Spatially distributed multipartite entanglement enables Einstein-Podolsky-Rosen steering of atomic clouds
Philipp Kunkel, Maximilian Pr\"ufer, Helmut Strobel, Daniel Linnemann,, Anika Fr\"olian, Thomas Gasenzer, Martin G\"arttner, Markus K. Oberthaler

TL;DR
This paper demonstrates how spin mixing in a Bose-Einstein condensate can generate local entanglement that is then spatially distributed, enabling Einstein-Podolsky-Rosen steering and multipartite entanglement detection in atomic clouds.
Contribution
It introduces a method to generate and detect spatially distributed entanglement and EPR steering in ultracold atomic systems, advancing quantum communication capabilities.
Findings
Successfully generated local entanglement via spin mixing.
Distributed entanglement through cloud expansion.

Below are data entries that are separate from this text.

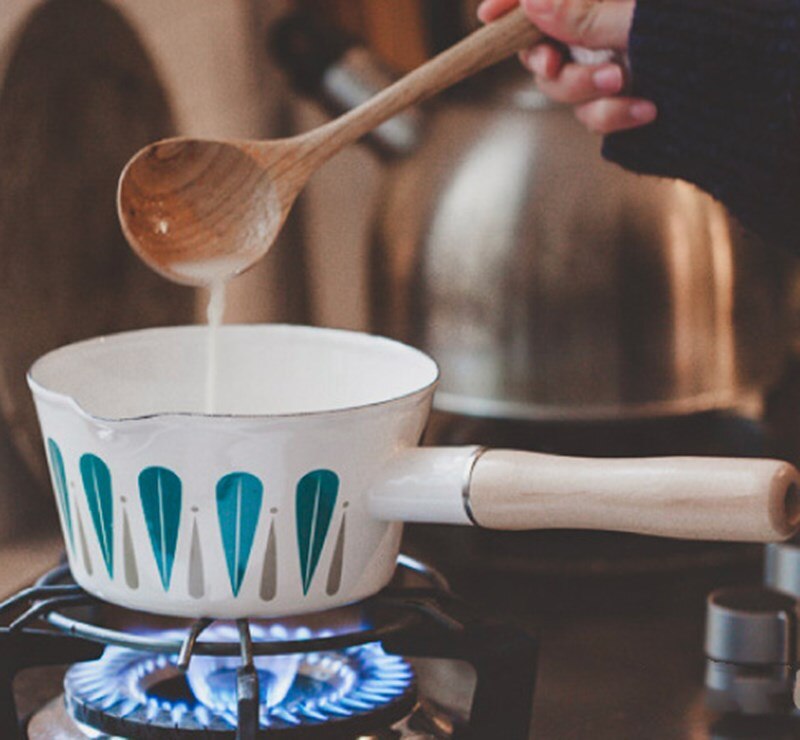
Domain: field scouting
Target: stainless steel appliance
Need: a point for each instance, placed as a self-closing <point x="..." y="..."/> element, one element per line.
<point x="548" y="284"/>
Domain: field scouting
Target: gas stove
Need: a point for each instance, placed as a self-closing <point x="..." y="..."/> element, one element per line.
<point x="348" y="673"/>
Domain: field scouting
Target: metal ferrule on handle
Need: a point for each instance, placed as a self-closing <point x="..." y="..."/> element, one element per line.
<point x="684" y="497"/>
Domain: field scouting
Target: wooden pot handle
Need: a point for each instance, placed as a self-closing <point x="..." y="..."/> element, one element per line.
<point x="686" y="497"/>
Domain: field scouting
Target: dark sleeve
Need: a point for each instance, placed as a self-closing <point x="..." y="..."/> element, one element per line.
<point x="725" y="75"/>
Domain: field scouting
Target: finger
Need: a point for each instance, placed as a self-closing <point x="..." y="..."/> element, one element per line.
<point x="608" y="115"/>
<point x="488" y="10"/>
<point x="578" y="83"/>
<point x="544" y="60"/>
<point x="596" y="25"/>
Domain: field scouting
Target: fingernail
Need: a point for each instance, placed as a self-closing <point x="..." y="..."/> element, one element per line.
<point x="643" y="111"/>
<point x="538" y="7"/>
<point x="608" y="79"/>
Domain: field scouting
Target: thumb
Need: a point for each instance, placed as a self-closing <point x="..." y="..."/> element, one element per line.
<point x="591" y="23"/>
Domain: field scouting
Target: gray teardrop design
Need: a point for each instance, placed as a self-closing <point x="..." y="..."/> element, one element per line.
<point x="87" y="561"/>
<point x="196" y="576"/>
<point x="128" y="554"/>
<point x="335" y="573"/>
<point x="269" y="575"/>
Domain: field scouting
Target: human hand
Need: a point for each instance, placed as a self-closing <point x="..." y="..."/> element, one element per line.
<point x="595" y="90"/>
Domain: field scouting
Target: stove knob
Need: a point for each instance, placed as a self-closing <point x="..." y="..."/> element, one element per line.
<point x="782" y="568"/>
<point x="751" y="651"/>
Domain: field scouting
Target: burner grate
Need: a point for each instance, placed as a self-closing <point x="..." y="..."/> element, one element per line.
<point x="412" y="621"/>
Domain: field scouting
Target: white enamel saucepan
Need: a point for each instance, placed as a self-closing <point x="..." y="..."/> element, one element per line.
<point x="291" y="497"/>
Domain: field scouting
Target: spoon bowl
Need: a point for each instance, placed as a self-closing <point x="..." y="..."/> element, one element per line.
<point x="200" y="211"/>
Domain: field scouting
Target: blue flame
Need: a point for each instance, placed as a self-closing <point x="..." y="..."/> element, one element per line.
<point x="307" y="688"/>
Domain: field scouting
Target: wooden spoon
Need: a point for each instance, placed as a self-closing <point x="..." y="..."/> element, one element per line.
<point x="201" y="211"/>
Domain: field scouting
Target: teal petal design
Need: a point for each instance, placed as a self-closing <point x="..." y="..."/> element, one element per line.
<point x="62" y="491"/>
<point x="160" y="492"/>
<point x="239" y="498"/>
<point x="97" y="484"/>
<point x="314" y="505"/>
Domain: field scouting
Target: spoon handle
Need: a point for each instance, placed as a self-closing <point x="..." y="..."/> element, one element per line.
<point x="479" y="50"/>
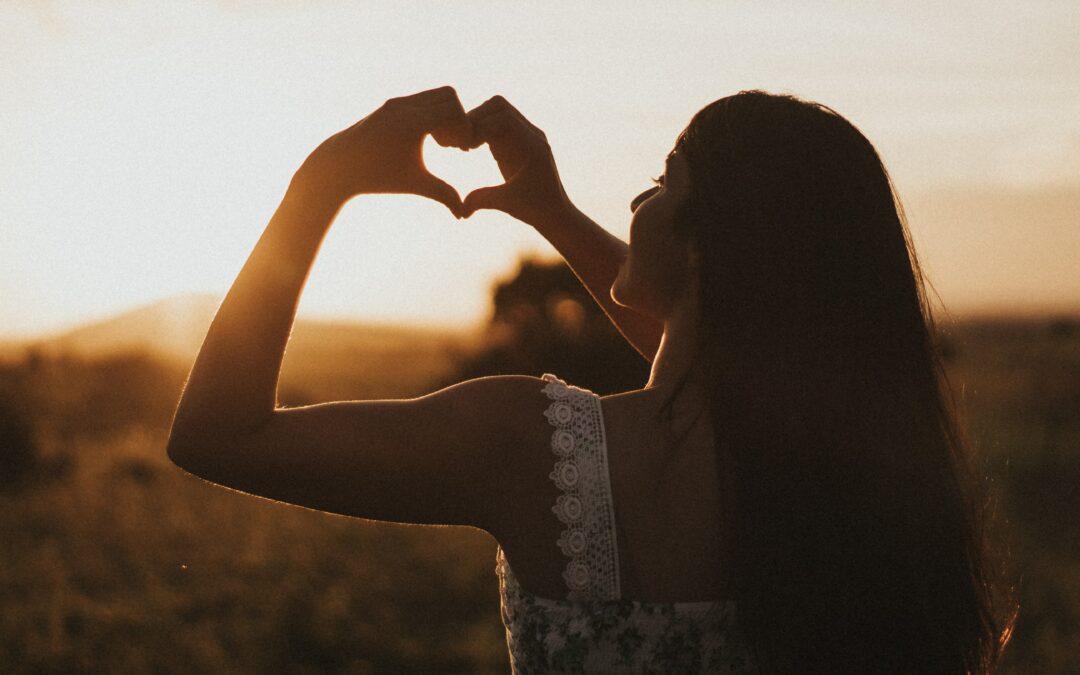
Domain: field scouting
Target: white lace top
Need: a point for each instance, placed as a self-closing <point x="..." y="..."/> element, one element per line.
<point x="594" y="629"/>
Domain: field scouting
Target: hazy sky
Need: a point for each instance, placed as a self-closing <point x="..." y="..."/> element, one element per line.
<point x="145" y="146"/>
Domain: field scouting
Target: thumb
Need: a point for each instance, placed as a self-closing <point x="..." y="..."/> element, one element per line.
<point x="443" y="192"/>
<point x="490" y="197"/>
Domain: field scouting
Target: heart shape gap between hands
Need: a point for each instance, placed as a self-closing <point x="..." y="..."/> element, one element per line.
<point x="464" y="170"/>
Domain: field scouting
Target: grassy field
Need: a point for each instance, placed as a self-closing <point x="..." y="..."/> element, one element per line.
<point x="113" y="559"/>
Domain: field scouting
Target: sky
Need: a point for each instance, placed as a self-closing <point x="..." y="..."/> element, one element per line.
<point x="144" y="147"/>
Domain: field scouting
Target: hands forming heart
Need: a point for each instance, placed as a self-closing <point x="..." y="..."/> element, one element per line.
<point x="382" y="153"/>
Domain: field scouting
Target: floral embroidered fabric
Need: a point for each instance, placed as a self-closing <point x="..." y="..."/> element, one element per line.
<point x="594" y="629"/>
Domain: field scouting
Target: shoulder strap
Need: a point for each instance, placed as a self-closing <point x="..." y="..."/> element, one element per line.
<point x="584" y="504"/>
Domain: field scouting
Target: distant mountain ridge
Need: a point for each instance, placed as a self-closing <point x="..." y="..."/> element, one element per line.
<point x="175" y="328"/>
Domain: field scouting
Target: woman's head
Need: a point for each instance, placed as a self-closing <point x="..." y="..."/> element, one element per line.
<point x="860" y="516"/>
<point x="656" y="273"/>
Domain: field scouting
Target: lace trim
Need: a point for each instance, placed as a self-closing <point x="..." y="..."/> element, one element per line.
<point x="584" y="504"/>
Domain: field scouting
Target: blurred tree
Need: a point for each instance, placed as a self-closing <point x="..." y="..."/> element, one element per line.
<point x="543" y="320"/>
<point x="18" y="448"/>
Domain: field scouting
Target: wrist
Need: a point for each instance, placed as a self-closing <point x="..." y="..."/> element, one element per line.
<point x="558" y="216"/>
<point x="313" y="191"/>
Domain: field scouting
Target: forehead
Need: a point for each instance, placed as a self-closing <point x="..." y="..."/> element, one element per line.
<point x="675" y="163"/>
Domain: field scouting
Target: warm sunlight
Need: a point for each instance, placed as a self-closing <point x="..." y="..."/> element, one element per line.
<point x="274" y="399"/>
<point x="146" y="147"/>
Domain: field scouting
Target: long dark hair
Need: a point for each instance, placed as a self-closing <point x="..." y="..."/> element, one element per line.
<point x="861" y="522"/>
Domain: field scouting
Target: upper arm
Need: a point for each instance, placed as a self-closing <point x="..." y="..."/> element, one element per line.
<point x="439" y="459"/>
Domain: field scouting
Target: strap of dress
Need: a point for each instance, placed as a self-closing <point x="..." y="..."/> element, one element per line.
<point x="584" y="503"/>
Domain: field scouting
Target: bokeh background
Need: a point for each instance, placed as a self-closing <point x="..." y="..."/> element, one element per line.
<point x="145" y="146"/>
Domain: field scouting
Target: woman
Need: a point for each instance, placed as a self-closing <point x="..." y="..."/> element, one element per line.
<point x="787" y="493"/>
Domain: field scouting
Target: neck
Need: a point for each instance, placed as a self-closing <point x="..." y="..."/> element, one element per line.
<point x="677" y="354"/>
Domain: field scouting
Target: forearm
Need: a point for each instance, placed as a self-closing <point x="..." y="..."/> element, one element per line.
<point x="595" y="255"/>
<point x="232" y="385"/>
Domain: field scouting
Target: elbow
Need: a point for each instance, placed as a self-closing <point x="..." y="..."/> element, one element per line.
<point x="179" y="450"/>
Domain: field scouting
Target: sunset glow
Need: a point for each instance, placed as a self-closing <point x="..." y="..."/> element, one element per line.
<point x="146" y="147"/>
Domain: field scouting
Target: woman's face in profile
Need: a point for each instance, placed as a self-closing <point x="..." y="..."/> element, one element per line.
<point x="651" y="277"/>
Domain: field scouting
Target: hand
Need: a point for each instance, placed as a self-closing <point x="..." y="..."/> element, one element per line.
<point x="532" y="190"/>
<point x="382" y="152"/>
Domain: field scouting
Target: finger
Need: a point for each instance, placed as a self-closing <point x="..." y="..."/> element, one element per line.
<point x="491" y="197"/>
<point x="428" y="96"/>
<point x="497" y="125"/>
<point x="441" y="191"/>
<point x="447" y="123"/>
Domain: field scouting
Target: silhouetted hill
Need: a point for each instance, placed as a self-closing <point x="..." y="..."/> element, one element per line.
<point x="324" y="360"/>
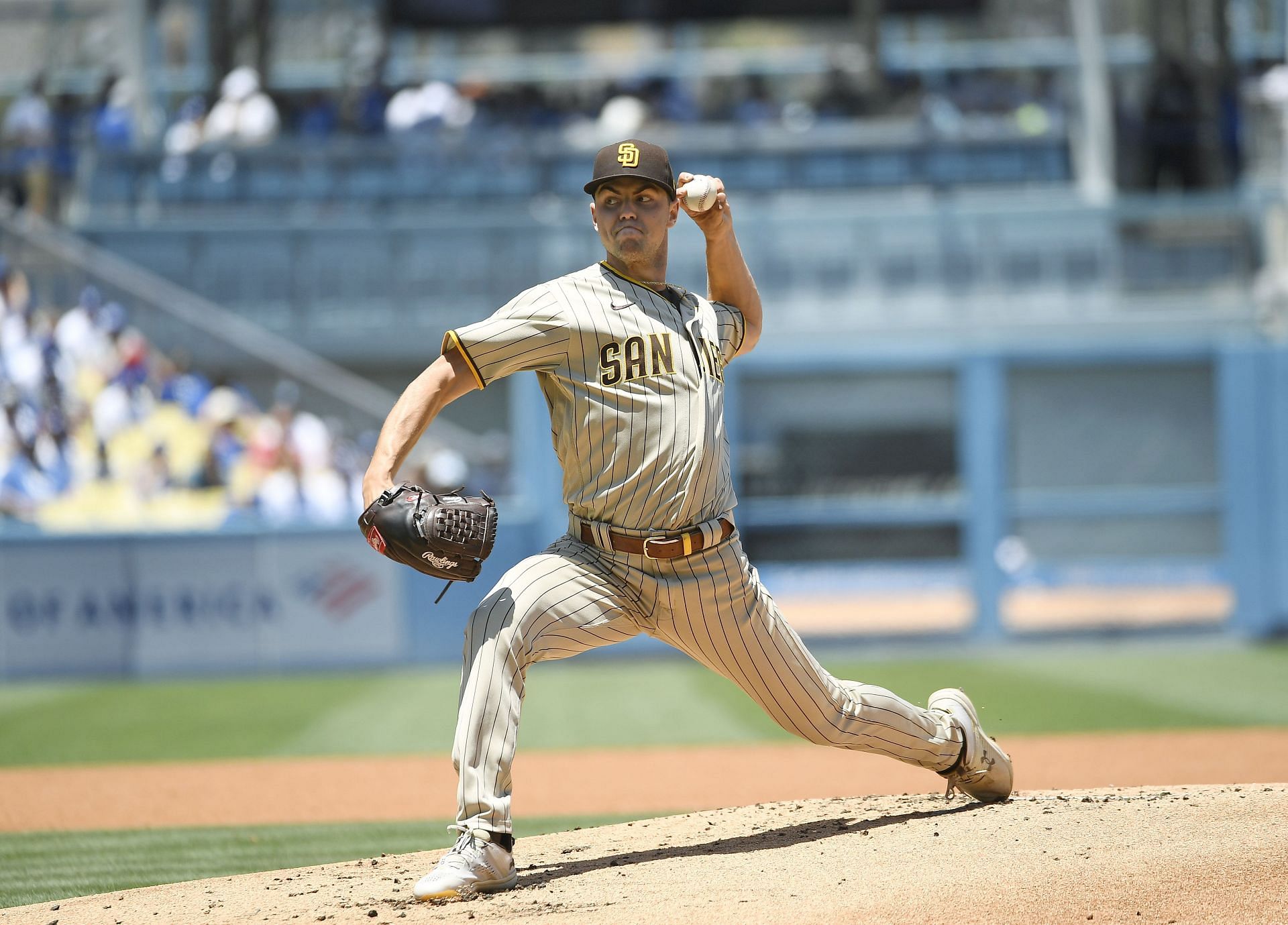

Detected genuine five-partite entanglement.
Abstract
A key resource for distributed quantum-enhanced protocols is entanglement between spatially separated modes. Yet, the robust generation and detection of nonlocal entanglement between spatially separated regions of an ultracold atomic system remains a challenge. Here, we use spin mixing in a tightly confined Bose-Einstein condensate to generate an entangled state of indistinguishable particles in a single spatial mode. We show experimentally that this local entanglement can be spatially distributed by self-similar expansion of the atomic cloud. Spatially resolved spin read-out is used to reveal a particularly strong form of quantum correlations known as Einstein-Podolsky-Rosen steering between distinct parts of the expanded cloud. Based on the strength of Einstein-Podolsky-Rosen steering we construct a witness, which testifies up to genuine five-partite entanglement.